The above algorithms for handling complex fields are invoked by the one or more LLMs during the generation of the navigation workflow based on their presence in the application form required to be automatically filled with relevant information. They are premised on a comprehensive understanding of the visual aspects of the form and integrate nuanced insights into the behavioral patterns of each field type.

After executing the navigation workflow using the scripting engine (e.g., the scripting engine is stored in the memory 102 and invoked for execution of the method described herein), the system 100 captures one or more subsequent screenshot(s) to handle multi-page forms effectively. By leveraging visual cues from an associated layout (e.g., say application form layout or a website layout in case of a web/online application form), it recognizes the continuation of the form and sequentially processes the user's task-requests to fill in any remaining fields.
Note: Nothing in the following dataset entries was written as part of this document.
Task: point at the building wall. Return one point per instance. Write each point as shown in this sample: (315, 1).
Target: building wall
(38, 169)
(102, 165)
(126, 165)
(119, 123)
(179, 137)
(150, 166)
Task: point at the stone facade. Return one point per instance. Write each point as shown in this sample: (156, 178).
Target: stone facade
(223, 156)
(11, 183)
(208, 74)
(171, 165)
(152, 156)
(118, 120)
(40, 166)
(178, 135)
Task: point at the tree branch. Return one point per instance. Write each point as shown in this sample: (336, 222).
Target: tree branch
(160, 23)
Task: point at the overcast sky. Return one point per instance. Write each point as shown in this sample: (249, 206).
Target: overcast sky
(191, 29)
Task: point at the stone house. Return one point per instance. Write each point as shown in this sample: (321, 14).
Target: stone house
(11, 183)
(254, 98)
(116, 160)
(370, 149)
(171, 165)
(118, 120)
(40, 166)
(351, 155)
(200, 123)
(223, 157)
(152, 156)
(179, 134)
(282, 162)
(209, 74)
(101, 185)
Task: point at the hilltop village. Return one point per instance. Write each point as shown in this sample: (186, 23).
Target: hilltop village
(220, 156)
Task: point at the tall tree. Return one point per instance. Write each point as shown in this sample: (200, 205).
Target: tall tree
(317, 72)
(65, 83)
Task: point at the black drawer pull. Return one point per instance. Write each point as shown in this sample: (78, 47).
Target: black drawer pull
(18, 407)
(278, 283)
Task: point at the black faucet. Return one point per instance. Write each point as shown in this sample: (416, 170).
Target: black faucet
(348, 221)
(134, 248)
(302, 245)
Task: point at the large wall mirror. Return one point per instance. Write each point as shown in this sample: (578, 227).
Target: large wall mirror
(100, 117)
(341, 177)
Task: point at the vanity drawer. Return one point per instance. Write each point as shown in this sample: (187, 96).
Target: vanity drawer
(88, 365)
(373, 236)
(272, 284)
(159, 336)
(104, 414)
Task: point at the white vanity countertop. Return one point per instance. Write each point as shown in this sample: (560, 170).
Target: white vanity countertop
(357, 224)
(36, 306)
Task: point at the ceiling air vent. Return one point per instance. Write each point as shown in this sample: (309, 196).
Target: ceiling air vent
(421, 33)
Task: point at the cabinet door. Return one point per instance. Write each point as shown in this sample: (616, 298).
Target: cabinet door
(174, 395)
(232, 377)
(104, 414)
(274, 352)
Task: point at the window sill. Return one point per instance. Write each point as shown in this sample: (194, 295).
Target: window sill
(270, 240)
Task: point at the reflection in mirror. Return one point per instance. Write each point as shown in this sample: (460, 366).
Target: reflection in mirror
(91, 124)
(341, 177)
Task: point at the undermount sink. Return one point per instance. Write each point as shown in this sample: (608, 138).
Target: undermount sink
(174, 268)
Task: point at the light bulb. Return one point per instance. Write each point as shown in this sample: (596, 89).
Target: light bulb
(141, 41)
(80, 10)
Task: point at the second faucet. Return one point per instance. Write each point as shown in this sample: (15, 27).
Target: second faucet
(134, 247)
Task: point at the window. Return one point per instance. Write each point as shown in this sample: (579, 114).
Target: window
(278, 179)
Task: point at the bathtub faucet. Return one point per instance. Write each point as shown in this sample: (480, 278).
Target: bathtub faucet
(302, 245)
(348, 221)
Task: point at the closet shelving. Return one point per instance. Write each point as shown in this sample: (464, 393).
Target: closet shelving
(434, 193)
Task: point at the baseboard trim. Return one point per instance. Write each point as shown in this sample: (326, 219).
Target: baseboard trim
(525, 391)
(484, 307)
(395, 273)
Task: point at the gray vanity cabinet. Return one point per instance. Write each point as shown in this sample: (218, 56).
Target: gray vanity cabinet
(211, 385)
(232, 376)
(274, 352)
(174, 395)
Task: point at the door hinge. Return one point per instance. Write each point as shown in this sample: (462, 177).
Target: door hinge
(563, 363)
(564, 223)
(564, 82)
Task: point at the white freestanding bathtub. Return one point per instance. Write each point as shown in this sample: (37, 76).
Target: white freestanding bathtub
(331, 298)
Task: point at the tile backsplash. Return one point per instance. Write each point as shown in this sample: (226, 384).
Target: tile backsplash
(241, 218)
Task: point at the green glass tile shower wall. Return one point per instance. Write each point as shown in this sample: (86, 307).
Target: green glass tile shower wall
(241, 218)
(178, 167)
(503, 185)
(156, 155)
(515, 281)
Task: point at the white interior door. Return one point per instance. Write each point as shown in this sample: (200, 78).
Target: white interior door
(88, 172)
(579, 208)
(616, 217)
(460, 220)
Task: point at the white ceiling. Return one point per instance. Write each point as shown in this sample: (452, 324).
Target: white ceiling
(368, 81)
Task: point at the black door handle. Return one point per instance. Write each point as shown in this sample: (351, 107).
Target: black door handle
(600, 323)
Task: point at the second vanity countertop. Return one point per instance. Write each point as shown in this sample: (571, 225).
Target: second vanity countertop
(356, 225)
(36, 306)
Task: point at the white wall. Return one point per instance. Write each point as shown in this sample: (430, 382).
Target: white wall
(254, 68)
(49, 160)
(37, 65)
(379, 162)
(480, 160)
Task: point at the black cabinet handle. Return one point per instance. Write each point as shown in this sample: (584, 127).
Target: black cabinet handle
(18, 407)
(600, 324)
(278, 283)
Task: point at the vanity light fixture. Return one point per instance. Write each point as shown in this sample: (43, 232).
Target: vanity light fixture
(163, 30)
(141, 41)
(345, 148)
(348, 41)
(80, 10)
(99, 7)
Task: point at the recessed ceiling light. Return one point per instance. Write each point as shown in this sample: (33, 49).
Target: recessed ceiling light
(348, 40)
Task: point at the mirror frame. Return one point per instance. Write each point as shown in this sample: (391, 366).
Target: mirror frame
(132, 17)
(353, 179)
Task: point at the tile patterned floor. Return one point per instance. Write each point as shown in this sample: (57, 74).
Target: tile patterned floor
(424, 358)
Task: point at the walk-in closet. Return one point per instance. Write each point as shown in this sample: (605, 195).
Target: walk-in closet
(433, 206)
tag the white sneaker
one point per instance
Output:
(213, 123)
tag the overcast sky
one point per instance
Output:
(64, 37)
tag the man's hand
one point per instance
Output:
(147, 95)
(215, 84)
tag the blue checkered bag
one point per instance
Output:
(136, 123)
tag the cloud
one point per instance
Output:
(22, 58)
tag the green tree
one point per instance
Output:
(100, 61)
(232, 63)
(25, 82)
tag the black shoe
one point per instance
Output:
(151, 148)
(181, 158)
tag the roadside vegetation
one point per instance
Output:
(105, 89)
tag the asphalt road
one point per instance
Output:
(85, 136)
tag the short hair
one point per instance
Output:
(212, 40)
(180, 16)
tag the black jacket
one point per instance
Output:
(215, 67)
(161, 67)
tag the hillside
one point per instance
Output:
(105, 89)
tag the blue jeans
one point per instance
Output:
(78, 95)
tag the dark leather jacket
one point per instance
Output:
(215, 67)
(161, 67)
Further, the one or more hardware processors 104 are configured by the instructions to extract, by using a frame difference technique, one or more feedback messages related to one or more statuses encountered during the execution of the task request. The frame difference technique is a technique to identify motion of one or more objects (e.g., UI elements in this case associated with the application form). Using this algorithm/technique, the system 100 differentiates an object/UI element moving in the application form. Background subtraction is one of the methods suitable to further improve frame differences thus increasing its effectiveness and precision. The feedback messages, obtained using a text-extractor, can address network connectivity issues, missing fields, and/or successful submissions. By logging these feedback messages into a status queue, the system 100 facilitates analysis and improves the user experience.

The system 100 of the present disclosure is also configured to handle dynamic fields. For such scenarios, an iterative approach is implemented by the system 100 for managing dynamic fields within a website/offline application form, which differ from static fields in that their appearance depends on the values entered in preceding fields. The method of the present disclosure operates by populating one field at a time and capturing screenshot of the current application page status. The system 100 then conducts visual analysis on the captured screenshot to determine the next field to be filled. This involves extracting all form elements, identifying unfilled fields, and selecting the highest unfilled form element on the page. Subsequently, a layout mapping is established between this selected field and the corresponding user-task request value. PyAutoGUI is then generated by the Language Model (LLM) to populate the data field. This process continues iteratively as the system 100 executes the action, extracts the subsequent field to be filled, thereby facilitating dynamic field handling seamlessly.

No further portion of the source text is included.